# DVD purchases



## Wallamic (Aug 28, 2015)

Short and sweet. Du isn't connected yet and want to watch some movies. Anybody know of any people or stores that sell/deliver?

Appreciate the help in advance


Michael


----------



## twowheelsgood (Feb 21, 2013)

Deliver - No. 

Sell - of course - Virgin Megastore and plenty of others.


----------



## Wallamic (Aug 28, 2015)

thanks twowheelsgood. 

anybody else have any differing input?


----------



## LesFroggitts (Dec 30, 2013)

Wallamic said:


> thanks twowheelsgood.
> 
> anybody else have any differing input?


I suspect that the OP is looking for 'alternative - maybe not quite official' sources.

If so then there's no chance of any being suggested on open forum as it's simply not acceptable to the forum rules.

If I'm mistaken - then let me point the OP to Souq.com, they deliver but waiting for DU to install may be the quicker option


----------



## Wallamic (Aug 28, 2015)

Thanks. and yeah. Maybe someone will DM me...... Also, whats OP? Like Opie from the tv show?


----------



## LesFroggitts (Dec 30, 2013)

Wallamic said:


> Thanks. and yeah. Maybe someone will DM me...... Also, whats OP? Like Opie from the tv show?


No-one will 'DM' (or more correctly PM on this forum) you until you achieve the required forum status that enables such a functionality.

And "OP" quite simply is "Original Poster" meaning the instigator of the thread.

I still doubt very much you'll find what you're looking for - how about going down to the less salubrious areas of Dubai and search them out yourself.


----------



## GloballyRelaxed (Nov 5, 2014)

There's a DVD rental outlet at the Springs Spinneys store.


----------



## Wallamic (Aug 28, 2015)

LesFroggitts said:


> No-one will 'DM' (or more correctly PM on this forum) you until you achieve the required forum status that enables such a functionality.
> 
> And "OP" quite simply is "Original Poster" meaning the instigator of the thread.
> 
> I still doubt very much you'll find what you're looking for - how about going down to the less salubrious areas of Dubai and search them out yourself.


Not sure if this an aggressive reply or not. But thanks for clearing this up. I see you have been in Kuwait and I have as well. Thats the reason I ask because while in Kuwait I had the number of a very nice guy that would deliver me DVDs.
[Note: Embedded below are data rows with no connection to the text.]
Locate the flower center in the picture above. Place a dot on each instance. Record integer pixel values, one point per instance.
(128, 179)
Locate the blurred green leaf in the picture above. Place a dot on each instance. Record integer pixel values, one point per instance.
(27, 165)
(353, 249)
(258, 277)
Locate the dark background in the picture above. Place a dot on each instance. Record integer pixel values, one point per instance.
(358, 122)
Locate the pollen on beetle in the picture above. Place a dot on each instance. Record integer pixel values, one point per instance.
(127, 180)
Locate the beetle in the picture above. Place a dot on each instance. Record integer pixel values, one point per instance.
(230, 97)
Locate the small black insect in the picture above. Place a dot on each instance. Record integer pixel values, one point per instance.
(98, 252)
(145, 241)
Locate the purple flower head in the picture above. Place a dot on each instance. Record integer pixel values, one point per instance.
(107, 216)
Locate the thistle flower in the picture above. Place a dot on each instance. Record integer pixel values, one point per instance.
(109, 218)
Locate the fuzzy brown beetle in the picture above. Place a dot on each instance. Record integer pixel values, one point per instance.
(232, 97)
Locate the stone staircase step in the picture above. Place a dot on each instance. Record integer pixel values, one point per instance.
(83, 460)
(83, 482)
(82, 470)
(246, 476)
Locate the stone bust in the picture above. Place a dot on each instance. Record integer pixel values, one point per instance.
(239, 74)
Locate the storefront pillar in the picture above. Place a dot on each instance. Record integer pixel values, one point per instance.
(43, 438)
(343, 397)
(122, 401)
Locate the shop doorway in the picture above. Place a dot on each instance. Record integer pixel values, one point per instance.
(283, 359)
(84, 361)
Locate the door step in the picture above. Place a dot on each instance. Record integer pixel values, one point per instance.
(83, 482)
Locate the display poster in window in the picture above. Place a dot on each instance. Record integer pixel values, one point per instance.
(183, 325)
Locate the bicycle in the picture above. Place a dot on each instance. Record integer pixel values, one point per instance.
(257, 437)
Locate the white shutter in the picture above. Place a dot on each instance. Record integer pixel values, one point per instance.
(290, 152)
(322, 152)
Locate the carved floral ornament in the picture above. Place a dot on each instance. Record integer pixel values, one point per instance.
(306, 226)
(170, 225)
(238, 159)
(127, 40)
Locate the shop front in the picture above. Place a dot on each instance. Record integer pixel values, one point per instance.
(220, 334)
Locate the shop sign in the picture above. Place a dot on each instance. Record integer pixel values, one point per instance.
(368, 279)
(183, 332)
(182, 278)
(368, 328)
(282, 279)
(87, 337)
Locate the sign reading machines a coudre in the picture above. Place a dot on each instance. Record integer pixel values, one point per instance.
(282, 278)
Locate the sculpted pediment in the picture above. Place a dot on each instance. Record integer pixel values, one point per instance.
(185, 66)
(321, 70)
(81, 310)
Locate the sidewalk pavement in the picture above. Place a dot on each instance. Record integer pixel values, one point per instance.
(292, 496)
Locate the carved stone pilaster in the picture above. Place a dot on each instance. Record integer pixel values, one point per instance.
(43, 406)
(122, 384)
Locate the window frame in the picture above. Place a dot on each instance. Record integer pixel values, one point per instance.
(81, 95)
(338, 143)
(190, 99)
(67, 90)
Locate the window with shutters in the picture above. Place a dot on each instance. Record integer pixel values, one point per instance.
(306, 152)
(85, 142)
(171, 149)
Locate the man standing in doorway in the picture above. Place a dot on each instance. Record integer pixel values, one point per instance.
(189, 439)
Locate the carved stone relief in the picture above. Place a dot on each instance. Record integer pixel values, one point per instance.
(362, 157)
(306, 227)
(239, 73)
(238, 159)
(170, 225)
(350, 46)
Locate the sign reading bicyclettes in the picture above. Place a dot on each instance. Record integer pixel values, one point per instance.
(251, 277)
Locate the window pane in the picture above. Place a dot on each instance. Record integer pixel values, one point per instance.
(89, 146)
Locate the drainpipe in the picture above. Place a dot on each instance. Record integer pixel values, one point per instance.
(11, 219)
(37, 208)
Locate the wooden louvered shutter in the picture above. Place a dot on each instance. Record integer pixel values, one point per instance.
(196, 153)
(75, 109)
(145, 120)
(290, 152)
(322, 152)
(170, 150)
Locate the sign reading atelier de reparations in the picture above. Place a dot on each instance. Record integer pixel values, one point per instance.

I know that Kuwait and Dubai are very different but you never know until you ask.


----------



## twowheelsgood (Feb 21, 2013)

There's also a shop selling box sets in the Spinneys complex at Umm Sequim.


----------



## LesFroggitts (Dec 30, 2013)

Wallamic said:


> Not sure if this an aggressive reply or not. But thanks for clearing this up. I see you have been in Kuwait and I have as well. Thats the reason I ask because while in Kuwait I had the number of a very nice guy that would deliver me DVDs. I know that Kuwait and Dubai are very different but you never know until you ask.


What aggression - Until you reach sufficient posts you won't be able to send or receive private messages - simply stating a fact aseasily determined by checking the forum rules.

You'll find those types of vendors down in places like Deira - but I've not encountered anyone providing the type of supply we had in Kuwait  Our guy in Kuwait used to come to the office with his catalogue in which there must have been a few hundred quite up to date examples - though sometimes the quality may not have been so good (or so I'm told  )

As for the suggestions already posted on where to buy, they're for legit supplies and the OP is looking for something a little 'cheaper'


----------



## Wallamic (Aug 28, 2015)

No worries, like I said, I wasn't sure if there was aggression. Appears not. So you know the guys I'm talking about. Just hoping that there was the same here and wished they delivered. But I'll just wait for Du and use my WiFi biscuit and Popcorn Time until then. Thanks everyone.


----------